Túnez, 1648.
Entre los esclavos capturados por los corsarios y traídos a Túnez había dos muchachos, de unos quince años, uno francés y otro inglés; como las casas de sus amos estaban muy cerca, tenían oportunidad de verse con frecuencia; se amaban como hermanos. El inglés, convertido del luteranismo por el francés, fue instruido por el padre Juan Le Vacher. Abrazó tan fuertemente su nueva fe que, cuando vinieron unos mercaderes ingleses para rescatar esclavos de su nación y de su religión, les declaró que prefería la esclavitud a la apostasía.
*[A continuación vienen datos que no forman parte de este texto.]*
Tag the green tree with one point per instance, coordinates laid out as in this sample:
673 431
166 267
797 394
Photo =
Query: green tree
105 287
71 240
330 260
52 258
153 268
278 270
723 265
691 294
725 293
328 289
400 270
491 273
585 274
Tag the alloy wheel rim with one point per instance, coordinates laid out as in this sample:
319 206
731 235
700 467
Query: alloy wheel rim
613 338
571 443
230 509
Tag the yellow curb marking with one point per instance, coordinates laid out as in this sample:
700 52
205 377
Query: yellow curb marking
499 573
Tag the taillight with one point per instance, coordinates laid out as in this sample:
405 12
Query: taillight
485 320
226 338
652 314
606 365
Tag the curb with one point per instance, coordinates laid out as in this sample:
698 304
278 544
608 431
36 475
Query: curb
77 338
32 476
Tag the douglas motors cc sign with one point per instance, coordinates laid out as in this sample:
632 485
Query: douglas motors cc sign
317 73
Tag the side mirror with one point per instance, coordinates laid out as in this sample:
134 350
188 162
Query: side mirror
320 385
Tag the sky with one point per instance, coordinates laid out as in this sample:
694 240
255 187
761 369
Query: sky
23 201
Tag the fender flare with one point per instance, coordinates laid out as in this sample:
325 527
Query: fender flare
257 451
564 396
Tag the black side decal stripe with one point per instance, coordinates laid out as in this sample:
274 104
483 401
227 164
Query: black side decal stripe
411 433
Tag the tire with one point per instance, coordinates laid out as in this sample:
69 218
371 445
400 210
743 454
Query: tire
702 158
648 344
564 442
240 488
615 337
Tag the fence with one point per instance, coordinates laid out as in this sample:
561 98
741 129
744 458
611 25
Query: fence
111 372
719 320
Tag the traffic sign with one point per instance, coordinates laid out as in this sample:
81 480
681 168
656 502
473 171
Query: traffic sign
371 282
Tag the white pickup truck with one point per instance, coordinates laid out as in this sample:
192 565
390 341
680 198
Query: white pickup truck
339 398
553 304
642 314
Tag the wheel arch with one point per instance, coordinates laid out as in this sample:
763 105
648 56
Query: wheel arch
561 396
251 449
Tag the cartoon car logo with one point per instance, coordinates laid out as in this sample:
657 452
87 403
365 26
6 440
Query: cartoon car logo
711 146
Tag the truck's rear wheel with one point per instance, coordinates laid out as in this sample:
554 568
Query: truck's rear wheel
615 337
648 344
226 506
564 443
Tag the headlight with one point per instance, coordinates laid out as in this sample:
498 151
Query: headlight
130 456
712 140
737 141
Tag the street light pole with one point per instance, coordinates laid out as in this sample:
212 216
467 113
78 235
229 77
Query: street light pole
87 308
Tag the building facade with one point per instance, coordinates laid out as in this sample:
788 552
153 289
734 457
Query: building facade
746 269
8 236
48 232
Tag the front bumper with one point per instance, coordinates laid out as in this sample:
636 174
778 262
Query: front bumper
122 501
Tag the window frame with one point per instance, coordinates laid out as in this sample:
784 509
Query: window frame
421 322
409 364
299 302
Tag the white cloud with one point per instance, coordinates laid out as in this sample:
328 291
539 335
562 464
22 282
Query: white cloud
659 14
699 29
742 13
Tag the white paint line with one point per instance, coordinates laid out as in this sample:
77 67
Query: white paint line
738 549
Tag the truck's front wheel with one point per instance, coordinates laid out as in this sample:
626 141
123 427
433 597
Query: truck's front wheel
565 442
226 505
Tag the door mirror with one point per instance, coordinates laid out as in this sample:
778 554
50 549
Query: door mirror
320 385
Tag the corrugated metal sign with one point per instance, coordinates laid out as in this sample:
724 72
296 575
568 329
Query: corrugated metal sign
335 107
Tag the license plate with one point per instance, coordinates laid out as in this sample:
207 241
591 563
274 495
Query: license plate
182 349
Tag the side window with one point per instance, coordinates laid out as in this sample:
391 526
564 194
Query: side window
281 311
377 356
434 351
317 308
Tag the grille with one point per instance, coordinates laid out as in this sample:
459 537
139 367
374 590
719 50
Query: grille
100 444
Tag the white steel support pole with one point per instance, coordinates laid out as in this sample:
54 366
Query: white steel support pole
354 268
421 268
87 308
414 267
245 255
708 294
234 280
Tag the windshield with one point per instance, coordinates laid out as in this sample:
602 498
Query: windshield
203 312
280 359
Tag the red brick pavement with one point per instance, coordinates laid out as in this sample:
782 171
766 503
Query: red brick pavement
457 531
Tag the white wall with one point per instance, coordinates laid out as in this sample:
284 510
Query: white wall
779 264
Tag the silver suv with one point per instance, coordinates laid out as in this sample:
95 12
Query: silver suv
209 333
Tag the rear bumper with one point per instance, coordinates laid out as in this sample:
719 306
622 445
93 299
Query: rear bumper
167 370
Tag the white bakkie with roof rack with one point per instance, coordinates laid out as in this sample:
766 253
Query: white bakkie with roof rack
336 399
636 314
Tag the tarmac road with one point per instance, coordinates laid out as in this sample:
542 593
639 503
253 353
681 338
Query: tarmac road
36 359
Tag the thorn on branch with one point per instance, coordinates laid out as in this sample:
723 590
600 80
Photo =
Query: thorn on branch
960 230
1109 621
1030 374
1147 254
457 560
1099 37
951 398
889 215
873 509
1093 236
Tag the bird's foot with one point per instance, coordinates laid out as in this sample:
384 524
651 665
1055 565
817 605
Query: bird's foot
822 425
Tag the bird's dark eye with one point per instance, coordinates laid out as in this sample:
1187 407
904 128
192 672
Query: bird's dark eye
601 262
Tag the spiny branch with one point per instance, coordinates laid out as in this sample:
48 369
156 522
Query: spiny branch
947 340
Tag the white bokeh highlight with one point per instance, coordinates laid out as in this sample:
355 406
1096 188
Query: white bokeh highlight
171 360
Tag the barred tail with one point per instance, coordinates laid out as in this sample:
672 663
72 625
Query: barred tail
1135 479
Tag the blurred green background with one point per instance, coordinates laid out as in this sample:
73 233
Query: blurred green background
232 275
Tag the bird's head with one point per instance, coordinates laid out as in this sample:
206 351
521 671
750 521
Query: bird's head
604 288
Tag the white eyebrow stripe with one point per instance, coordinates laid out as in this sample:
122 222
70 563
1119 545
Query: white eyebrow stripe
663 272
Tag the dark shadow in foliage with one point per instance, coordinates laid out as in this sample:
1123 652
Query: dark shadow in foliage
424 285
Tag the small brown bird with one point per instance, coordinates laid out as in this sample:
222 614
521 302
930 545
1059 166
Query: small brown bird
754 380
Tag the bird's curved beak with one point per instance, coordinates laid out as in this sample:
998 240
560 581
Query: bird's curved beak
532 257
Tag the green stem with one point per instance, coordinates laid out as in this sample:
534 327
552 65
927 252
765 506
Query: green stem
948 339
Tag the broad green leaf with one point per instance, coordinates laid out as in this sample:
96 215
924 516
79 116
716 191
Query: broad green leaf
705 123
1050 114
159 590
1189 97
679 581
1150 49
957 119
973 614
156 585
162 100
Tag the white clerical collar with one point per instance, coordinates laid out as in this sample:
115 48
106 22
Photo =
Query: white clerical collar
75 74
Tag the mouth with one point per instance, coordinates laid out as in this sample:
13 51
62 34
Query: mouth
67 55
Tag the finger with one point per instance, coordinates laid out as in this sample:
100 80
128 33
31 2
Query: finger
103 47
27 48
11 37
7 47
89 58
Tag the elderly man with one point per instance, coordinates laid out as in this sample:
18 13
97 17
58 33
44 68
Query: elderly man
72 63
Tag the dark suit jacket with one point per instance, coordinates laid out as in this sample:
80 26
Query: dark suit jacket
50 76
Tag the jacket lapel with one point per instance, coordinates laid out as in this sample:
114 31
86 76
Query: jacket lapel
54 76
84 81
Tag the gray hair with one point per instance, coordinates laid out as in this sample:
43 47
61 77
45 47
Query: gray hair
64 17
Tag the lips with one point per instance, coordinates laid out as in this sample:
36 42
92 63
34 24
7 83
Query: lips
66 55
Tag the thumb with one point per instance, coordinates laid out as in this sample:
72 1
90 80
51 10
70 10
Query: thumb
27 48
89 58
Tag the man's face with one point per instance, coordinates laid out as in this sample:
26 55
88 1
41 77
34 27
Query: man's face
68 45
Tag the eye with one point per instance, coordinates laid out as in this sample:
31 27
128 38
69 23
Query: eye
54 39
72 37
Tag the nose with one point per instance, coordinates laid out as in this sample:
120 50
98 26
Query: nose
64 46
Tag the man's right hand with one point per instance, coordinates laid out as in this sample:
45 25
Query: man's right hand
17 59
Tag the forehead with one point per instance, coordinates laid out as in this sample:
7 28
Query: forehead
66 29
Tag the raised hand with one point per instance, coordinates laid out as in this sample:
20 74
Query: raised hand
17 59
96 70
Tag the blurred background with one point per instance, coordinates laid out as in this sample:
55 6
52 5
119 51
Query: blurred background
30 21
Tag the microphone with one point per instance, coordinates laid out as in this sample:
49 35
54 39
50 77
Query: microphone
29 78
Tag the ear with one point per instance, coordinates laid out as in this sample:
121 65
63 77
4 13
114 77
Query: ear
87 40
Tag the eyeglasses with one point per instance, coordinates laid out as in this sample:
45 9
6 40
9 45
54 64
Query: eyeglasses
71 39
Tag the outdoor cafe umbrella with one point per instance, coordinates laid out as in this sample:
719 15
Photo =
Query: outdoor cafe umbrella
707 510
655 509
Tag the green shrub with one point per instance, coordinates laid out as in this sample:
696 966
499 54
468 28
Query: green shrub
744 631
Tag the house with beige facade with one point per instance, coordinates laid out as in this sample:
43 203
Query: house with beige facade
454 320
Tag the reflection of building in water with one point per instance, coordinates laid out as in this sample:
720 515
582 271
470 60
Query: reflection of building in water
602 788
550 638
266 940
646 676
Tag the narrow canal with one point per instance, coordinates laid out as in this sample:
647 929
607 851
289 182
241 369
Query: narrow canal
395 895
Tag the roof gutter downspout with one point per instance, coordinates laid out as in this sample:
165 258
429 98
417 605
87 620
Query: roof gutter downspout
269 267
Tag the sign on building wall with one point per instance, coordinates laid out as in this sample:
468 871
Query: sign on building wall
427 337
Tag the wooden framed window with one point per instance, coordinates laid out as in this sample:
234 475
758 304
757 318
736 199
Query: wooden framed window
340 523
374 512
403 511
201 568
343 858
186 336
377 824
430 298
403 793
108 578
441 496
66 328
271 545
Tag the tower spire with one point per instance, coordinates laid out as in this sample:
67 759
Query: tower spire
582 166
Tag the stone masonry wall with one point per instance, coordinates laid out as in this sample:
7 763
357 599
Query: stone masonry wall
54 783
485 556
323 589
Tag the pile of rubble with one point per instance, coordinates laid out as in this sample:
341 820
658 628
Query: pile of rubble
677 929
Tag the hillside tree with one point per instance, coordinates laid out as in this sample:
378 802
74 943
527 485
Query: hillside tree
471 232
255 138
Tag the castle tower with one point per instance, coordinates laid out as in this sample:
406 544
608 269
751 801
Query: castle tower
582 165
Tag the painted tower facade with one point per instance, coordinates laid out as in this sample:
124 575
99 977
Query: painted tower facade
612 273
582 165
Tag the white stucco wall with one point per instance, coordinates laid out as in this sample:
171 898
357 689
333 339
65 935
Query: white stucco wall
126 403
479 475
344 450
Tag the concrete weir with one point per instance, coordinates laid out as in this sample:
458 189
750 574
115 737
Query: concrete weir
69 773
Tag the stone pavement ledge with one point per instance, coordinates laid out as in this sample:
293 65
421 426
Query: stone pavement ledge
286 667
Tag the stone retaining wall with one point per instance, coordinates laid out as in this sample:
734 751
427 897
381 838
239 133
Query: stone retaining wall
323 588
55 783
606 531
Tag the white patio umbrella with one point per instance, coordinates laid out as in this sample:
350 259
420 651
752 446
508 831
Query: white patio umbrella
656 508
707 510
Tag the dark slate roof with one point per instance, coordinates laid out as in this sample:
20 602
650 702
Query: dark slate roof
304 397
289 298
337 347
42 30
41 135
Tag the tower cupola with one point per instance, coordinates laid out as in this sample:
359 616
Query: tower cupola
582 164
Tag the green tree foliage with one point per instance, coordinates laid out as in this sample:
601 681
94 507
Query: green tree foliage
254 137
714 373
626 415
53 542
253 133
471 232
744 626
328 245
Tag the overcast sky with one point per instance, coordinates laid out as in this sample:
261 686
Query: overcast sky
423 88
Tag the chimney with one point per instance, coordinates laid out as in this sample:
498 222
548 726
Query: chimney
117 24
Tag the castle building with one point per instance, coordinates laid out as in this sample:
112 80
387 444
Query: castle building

Los dos amigos siguieron tratándose y animándose mutuamente en sus buenas disposiciones. Más de una vez sus amos, al ver que no podían arrastrarlos al mahometismo, los apalearon hasta hacerles caer desvanecidos en tierra.
Un día el inglés fue a casa del francés y lo encontró sollozando y medio muerto. Lo llamó. «Seré cristiano toda mi vida», decía el francés sin acabar de recobrar el conocimiento; su amigo se inclinó para besar sus pies ensangrentados; entretanto entraron los turcos y, al verlo en esa situación, le preguntaron qué es lo que hacía; les respondió: «Venero los miembros que acaban de sufrir por Jesucristo, mi Salvador y mi Dios». Los infieles llenos de furia lo echaron de allí cubriéndole de injurias.
Poco después, el francés encontró a su vez al inglés tendido sobre un chamizo, con el cuerpo molido a golpes; estaban cerca los turcos, y hasta su mismo amo. El francés se acercó: «¡A quién prefieres?, le preguntó a su amigo, ¿A Jesucristo o a Mahoma?» El inglés respondió: «A Jesucristo. Soy cristiano y quiero morir como tal». A estas palabras, los turcos se encolerizaron; uno de ellos, que estaba armado de dos cuchillos, amenazó con cortarle las orejas al francés. El muchacho tomó por sí mismo el cuchillo y sin vacilar se cortó una oreja. Para impedirle que fuera más lejos, tuvieron que desarmarle.
Desde entonces los turcos cesaron en sus intentos, pues juzgaron que de nada valdrían sus esfuerzos por hacerles apostatar.
Los dos jóvenes mártires murieron al año siguiente, atacados por una enfermedad contagiosa.